When it comes to finances, Richardson is equally attentive. To drive this point home, he personally approves all expenditures made by the college.
“At a larger institution, the president wouldn’t have time for that kind of personal oversight … well, perhaps they would if they organized their time right,” said Richardson.
No Small Gifts
South Carolina’s Black Baptist Convention founded Morris in 1908 and remains its owner and operator. Morris continues to enjoy the reputation it gained decades ago as the producer of some of the state’s finest African-American teachers and ministers. But while its graduates may be among the nation’s best clergy, they aren’t among the wealthiest, said the Rev. Johnson.
“The churches just aren’t able … and we don’t have pastors of wealth who are in a position to give. And the convention hasn’t made a special effort to go after the big gifts,” says Johnson, whose wife, daughter and son are recent Morris graduates.
Johnson declared: “Morris is ours. The Baptists wouldn’t let it go. It was once the training source for Blacks who weren’t allowed to go anywhere else to learn.”
Johnson maintains that while contributions from South Carolina’s estimated 400,000 Black Baptists and their 1,700 churches might not look impressive on most financial reports, “[the college] is important to the state.” Annual giving from the convention is between $500,000 and $750,000, say church and college officials.
The college’s fund-raising goal for the 1995-96 academic year is $1.5 million. Members of the Baptist Educational and Missionary Convention of South Carolina have already contributed nearly $400,000 in unrestricted gifts.
Tallies from Baptist state associations, auxiliaries and church gifts generally range from $50 to $43,000. Then there are the individual gifts that to an outsider may seem negligible in the grand scheme of operating a college — $1, $5, $10. College officials painstakingly publish a list of each financial gift made to Morris along with the name of the giver. No contribution is too small.
But the college doesn’t stop there. Every contributor receives a personal letter from the college president and a tax receipt, said the Rev. Marion Newton, director of alumni affairs and church relations. “These aren’t just form letters,” boasted Newton, “Dr. Richardson signs — not stamps — every letter. We mail them daily or else we wouldn’t be able to keep up.
“Every penny that comes in here, we are accountable for it. We can’t overlook the small gifts,” Newton adds.
Recently, nearly three pages had to be added to Morris’ spring Update newsletter when more than 100 names were inadvertently omitted from the financial report section of an earlier edition.
When it comes to the big gifts, a $250,000 grant from The Teagle Foundation of New York in 1991 is considered Morris’ largest private foundation grant. Its largest donation was a $500,000 matching grant from the U.S. Department of Education, says Richardson.
In the late 1970s the college received 42 percent of its revenue from tuition, room and boarding fees; 31 percent from government grants; and 18 percent from private gifts and grants. Now that enrollment has grown, tuition and room and board fees constitute 51 percent of the institution’s total revenue, while private gifts and grants make up 13 percent.

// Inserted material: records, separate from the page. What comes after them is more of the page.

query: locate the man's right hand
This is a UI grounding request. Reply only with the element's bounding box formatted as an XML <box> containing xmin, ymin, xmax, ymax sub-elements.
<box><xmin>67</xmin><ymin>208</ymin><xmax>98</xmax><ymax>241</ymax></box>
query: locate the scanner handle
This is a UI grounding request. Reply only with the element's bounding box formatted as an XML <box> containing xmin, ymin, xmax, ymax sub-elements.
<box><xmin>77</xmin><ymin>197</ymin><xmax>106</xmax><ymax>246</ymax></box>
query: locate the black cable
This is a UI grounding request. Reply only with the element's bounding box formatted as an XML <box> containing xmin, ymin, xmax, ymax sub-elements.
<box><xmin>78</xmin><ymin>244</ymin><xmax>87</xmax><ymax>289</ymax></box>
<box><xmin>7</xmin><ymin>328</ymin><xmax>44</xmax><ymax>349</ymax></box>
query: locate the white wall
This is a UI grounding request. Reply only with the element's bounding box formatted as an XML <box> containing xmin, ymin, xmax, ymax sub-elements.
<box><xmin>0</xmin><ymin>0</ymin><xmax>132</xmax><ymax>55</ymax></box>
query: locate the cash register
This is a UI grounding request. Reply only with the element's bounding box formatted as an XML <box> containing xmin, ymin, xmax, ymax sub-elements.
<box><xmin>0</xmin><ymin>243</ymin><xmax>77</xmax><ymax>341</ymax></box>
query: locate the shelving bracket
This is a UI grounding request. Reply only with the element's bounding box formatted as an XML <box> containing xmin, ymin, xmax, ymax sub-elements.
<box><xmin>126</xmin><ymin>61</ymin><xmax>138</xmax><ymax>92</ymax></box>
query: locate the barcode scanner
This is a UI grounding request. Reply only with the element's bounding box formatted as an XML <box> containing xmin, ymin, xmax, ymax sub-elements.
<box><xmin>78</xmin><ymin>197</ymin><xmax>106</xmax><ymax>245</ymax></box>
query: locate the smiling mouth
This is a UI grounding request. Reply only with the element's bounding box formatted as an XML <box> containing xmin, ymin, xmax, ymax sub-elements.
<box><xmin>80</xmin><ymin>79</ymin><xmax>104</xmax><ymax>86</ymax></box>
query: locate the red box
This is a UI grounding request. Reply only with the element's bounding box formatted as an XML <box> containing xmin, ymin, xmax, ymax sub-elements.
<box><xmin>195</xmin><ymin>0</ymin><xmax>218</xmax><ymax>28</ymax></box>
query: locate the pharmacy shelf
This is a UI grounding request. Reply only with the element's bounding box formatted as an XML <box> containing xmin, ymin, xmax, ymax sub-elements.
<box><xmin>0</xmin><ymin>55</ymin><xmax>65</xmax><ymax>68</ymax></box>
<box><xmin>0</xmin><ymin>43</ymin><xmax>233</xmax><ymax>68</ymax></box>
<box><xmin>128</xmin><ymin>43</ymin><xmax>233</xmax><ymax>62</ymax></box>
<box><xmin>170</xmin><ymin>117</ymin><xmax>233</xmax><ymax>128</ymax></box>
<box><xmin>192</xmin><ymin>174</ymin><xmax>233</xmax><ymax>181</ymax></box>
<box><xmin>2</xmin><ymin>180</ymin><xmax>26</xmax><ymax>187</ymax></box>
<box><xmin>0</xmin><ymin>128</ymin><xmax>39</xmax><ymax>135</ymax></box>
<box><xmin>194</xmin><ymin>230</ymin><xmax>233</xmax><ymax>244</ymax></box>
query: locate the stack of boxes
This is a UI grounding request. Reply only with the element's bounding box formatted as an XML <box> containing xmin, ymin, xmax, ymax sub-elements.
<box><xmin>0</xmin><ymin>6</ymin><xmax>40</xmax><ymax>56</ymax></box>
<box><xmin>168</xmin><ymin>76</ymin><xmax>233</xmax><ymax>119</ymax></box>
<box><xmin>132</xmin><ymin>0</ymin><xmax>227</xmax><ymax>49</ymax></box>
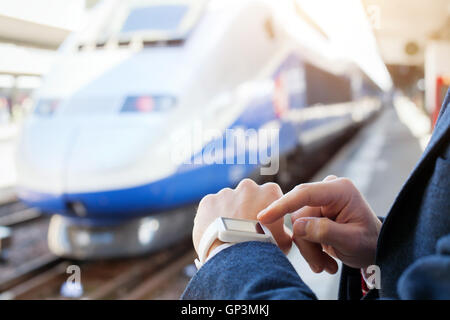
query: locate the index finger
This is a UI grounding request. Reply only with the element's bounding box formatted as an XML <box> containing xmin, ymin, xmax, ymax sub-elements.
<box><xmin>258</xmin><ymin>178</ymin><xmax>349</xmax><ymax>224</ymax></box>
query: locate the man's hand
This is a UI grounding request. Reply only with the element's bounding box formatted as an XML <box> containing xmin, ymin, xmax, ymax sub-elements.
<box><xmin>258</xmin><ymin>176</ymin><xmax>381</xmax><ymax>273</ymax></box>
<box><xmin>192</xmin><ymin>179</ymin><xmax>292</xmax><ymax>253</ymax></box>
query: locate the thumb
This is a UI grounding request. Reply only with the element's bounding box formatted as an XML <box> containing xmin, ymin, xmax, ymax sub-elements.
<box><xmin>293</xmin><ymin>217</ymin><xmax>351</xmax><ymax>249</ymax></box>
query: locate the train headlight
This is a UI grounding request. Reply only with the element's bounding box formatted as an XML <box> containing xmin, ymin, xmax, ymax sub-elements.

Government grants have grown in the past 15 years to become 33 percent of the college’s total revenue.
Once the institution was admitted to College Fund/UNCF (then the United Negro College Fund) in 1982, large corporate gifts have been channeled to the college through the fund. During its first fiscal year as a UNCF member, Morris received $155,000 for operating funds. By 1989 that had more than doubled to $359,000.
Nearing his 22nd year as president, Richardson said his enthusiasm for Morris and its potential for continued growth and success is high.
Said Richardson: “Whenever I retire the presidency, I will have the satisfaction of knowing that I left Morris College as a stronger institution of learning than when I first arrived.”